The only way you can get anything out of them is to press them to say something, wait for a response, press them to say something again, wait for a response or say or do something to make them react. The sad part about this behavior is that all of the tactics of trying to get them to talk could be avoided without the silent treatment punishment. This type of behavior is considered abusive because it is a means of control. He or she is attempting to get you to behave the way they want by being silent. In order to get out of this abusive type of situation, what you will have to do is confront him or her on their tactic and remind them that you will not accept this type of behavior. Explain to them that you would like for him or her to talk with you as a situation arises. If they continue to behave in this way, prepare to leave.
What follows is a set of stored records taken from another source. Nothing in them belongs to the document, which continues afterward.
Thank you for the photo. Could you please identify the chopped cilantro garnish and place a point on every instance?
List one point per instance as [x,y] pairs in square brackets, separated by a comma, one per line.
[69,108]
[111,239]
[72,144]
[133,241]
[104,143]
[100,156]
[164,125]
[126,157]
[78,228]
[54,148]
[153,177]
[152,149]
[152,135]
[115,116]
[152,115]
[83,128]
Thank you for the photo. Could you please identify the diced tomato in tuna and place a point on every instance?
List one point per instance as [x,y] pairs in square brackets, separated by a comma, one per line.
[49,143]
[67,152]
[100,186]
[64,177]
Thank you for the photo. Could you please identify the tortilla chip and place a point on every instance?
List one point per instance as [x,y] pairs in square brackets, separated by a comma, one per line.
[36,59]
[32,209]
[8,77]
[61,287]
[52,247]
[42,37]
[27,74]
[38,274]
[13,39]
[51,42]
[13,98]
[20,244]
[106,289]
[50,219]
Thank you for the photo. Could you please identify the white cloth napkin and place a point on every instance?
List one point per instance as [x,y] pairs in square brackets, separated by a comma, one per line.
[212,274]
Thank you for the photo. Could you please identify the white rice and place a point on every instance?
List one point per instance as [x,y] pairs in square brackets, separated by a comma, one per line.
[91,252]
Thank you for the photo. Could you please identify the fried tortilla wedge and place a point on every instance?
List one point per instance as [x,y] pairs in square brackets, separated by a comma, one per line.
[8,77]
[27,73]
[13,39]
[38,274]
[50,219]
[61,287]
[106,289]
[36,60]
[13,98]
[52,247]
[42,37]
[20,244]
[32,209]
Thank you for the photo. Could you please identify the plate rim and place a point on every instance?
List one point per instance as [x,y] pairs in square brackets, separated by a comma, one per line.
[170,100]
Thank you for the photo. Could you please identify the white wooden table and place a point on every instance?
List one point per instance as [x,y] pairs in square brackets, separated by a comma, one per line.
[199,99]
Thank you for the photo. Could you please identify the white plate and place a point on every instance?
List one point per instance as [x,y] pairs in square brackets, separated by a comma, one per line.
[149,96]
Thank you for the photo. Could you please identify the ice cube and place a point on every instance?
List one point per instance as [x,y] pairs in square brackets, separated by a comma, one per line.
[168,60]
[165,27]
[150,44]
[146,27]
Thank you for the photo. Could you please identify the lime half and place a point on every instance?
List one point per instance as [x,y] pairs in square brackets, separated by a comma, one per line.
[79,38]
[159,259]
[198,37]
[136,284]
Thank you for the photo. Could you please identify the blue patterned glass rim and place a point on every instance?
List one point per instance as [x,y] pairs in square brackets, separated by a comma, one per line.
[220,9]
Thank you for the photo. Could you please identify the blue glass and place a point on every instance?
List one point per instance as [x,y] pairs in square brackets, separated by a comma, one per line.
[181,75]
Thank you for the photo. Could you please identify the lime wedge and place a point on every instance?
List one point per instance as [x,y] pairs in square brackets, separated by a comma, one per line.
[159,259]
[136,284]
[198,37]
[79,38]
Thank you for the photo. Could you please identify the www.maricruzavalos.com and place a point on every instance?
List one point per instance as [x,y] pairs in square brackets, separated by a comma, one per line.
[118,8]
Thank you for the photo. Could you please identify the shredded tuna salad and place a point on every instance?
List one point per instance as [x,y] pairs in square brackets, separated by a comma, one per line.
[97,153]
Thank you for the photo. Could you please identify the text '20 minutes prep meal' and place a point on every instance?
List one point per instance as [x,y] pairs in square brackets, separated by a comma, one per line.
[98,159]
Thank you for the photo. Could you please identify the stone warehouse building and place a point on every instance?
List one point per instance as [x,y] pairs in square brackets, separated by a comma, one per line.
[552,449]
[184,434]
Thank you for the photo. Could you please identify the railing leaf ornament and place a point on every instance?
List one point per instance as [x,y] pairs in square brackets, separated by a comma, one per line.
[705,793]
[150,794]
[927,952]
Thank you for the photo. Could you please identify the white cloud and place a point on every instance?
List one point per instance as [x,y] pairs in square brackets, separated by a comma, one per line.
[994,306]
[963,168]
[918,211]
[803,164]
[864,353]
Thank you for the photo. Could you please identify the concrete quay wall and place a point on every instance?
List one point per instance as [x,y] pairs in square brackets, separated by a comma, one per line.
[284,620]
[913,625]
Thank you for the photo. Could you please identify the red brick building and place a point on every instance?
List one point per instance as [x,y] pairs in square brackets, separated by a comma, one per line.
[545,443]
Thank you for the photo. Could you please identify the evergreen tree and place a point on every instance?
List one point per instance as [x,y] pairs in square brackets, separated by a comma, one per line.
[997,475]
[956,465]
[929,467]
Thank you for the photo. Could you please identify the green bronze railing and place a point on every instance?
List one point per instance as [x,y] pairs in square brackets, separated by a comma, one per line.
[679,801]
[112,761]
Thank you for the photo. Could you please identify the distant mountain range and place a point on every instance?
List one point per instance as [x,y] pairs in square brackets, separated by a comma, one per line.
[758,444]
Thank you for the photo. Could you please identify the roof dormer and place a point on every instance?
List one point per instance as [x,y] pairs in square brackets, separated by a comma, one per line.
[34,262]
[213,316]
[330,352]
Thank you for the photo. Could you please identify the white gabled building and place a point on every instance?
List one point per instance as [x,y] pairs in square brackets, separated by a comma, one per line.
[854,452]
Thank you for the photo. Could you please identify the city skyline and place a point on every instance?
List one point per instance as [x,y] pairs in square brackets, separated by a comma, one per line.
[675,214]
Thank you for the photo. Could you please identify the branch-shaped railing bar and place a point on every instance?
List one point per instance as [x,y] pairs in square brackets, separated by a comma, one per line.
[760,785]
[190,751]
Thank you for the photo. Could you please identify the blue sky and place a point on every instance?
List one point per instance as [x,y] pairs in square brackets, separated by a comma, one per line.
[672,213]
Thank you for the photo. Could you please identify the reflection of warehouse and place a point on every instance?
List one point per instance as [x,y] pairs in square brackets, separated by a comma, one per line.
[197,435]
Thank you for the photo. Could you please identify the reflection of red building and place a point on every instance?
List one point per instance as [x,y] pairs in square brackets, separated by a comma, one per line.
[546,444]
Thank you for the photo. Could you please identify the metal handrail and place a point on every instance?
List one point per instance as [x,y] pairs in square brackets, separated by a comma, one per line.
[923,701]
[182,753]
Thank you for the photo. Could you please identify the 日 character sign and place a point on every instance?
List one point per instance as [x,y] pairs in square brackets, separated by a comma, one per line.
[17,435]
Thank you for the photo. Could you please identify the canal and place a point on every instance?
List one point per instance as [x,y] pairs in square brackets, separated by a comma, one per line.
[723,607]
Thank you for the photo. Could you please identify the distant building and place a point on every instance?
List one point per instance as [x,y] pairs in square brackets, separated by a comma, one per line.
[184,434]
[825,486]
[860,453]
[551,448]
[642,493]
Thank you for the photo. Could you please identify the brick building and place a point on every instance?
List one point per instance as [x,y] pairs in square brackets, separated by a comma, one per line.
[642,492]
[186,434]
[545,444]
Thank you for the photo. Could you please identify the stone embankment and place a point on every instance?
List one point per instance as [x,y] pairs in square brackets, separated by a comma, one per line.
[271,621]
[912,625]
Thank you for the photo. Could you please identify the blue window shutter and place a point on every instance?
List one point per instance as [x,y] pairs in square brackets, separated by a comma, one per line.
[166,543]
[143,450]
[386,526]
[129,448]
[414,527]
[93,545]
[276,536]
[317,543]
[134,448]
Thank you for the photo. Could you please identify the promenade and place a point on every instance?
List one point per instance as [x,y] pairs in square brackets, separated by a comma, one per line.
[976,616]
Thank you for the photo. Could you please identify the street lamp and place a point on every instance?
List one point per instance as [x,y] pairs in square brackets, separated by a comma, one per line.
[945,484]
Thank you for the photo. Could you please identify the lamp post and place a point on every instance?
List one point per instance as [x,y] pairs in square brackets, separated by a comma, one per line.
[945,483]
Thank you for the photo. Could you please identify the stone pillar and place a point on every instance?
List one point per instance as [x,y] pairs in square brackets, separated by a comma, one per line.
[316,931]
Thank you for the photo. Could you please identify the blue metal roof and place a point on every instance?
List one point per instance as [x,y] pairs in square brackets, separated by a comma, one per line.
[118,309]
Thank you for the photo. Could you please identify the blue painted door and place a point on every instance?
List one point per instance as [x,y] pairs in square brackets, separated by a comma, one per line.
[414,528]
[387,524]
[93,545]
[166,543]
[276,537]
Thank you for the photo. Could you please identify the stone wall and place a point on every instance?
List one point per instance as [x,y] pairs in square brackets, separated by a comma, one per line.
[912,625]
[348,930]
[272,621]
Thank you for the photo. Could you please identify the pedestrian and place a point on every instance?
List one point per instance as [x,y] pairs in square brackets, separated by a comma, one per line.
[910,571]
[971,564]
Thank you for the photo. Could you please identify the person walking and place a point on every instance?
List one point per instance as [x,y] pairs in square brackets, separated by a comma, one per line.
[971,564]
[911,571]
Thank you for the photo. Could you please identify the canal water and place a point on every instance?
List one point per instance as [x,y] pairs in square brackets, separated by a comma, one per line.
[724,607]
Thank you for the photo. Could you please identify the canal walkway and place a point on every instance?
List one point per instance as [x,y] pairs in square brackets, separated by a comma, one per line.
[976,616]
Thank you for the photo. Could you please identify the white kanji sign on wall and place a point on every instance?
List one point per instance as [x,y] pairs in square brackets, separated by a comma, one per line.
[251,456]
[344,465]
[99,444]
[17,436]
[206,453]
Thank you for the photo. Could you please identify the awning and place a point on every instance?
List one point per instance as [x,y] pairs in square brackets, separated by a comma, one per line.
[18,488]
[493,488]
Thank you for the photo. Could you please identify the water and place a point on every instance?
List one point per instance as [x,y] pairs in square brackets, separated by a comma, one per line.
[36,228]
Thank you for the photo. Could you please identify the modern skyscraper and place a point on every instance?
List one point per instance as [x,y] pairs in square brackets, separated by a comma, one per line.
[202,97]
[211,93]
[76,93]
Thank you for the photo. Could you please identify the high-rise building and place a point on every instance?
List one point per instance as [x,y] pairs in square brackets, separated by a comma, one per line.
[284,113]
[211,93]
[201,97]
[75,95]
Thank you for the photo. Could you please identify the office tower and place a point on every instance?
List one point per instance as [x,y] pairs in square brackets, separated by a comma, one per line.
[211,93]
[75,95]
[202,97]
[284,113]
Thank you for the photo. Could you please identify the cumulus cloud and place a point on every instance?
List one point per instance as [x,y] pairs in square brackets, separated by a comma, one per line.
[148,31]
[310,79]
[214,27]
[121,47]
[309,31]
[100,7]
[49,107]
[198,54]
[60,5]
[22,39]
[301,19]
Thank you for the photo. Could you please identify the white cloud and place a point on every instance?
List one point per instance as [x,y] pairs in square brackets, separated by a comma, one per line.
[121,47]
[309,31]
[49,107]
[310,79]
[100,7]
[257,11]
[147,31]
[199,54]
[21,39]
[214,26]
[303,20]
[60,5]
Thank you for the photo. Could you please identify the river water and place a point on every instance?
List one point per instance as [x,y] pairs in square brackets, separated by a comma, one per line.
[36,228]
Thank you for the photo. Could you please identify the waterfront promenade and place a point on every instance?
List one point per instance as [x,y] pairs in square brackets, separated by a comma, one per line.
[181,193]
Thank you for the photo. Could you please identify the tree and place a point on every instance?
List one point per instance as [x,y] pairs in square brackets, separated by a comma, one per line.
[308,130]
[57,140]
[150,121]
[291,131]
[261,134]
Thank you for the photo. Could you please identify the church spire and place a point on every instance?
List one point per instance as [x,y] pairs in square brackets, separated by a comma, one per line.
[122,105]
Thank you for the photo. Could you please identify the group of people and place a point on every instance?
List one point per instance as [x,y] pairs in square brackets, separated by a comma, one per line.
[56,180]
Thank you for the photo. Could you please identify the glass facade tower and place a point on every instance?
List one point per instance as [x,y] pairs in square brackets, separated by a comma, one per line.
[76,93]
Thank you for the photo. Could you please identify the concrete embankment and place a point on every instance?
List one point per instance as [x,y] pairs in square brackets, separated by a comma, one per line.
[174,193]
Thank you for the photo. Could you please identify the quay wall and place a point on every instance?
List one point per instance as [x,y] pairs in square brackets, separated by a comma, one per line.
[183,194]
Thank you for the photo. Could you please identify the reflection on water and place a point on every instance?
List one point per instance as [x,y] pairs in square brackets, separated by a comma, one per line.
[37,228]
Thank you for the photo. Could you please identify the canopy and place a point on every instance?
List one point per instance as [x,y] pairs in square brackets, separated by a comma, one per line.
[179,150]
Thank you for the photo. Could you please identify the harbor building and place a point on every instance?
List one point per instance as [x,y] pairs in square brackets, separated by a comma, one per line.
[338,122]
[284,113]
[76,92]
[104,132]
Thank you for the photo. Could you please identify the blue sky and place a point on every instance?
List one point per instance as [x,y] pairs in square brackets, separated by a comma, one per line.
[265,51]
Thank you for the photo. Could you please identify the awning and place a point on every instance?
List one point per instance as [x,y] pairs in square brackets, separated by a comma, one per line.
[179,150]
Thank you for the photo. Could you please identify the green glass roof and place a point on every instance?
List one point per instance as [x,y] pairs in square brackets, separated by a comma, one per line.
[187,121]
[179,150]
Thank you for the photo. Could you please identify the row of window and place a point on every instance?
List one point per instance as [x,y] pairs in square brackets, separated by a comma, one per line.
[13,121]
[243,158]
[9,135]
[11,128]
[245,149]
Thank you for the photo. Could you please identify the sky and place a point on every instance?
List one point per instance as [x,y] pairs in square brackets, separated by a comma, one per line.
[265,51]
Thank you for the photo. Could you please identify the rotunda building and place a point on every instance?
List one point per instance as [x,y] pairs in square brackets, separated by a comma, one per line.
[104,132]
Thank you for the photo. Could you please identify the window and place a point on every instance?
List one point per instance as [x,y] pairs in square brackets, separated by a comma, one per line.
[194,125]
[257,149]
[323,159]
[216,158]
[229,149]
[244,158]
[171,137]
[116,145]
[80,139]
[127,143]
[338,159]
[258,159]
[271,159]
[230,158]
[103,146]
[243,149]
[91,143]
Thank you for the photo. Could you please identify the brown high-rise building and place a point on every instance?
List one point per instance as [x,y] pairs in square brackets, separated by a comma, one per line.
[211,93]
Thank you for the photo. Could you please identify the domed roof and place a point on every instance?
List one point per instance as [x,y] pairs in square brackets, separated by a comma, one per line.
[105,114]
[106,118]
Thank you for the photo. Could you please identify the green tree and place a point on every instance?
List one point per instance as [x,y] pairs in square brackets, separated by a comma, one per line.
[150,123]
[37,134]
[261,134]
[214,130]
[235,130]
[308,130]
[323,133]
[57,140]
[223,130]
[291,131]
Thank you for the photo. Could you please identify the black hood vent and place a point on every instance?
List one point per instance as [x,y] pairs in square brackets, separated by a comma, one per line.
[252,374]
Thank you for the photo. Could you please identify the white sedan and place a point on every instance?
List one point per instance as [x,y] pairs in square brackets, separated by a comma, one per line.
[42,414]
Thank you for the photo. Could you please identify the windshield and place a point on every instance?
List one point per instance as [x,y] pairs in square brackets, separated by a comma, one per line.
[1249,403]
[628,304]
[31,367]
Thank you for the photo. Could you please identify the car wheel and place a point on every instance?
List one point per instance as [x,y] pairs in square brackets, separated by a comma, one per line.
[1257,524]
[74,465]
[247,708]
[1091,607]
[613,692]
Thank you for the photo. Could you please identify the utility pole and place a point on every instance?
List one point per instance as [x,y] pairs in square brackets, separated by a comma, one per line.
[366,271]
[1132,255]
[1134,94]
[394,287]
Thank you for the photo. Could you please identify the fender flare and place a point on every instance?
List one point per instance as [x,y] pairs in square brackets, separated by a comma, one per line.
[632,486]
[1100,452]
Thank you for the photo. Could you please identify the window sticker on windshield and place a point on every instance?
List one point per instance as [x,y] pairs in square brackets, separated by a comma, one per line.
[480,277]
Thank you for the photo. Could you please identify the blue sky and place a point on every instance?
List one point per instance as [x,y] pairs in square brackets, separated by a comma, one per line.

Relationships are for adults, people who use silence as a way to control another are nothing more than toddlers having a temper tantrum, because they either fear confrontation, find satisfaction in punishing you using it or think that you will suddenly realize what they are angry about and bring it out of them.

Written by Nicholl McGuire for more articles by this writer visit


But I Love Him...

You may have heard a relative, friend or even yourself say, "But I love him..." when someone points out something wrong in your relationship and encourages you to break up with your partner. Usually people who say, "but I love him..." are really saying, "but I don't want to hurt his feelings or mine." You see, people like to put off pain for as long as they can. Sure, the girlfriend may have an abusive partner, and yes she is in plenty enough pain physically, but emotional pain is something different. If you are a mother you know that the physical pain you experience during childbirth is nothing compared to the emotional pain you feel when someone close to you dies. At least with childbirth, you have a chance to catch your breath between contractions, but when someone dies that ache lasts for some their entire lifetime!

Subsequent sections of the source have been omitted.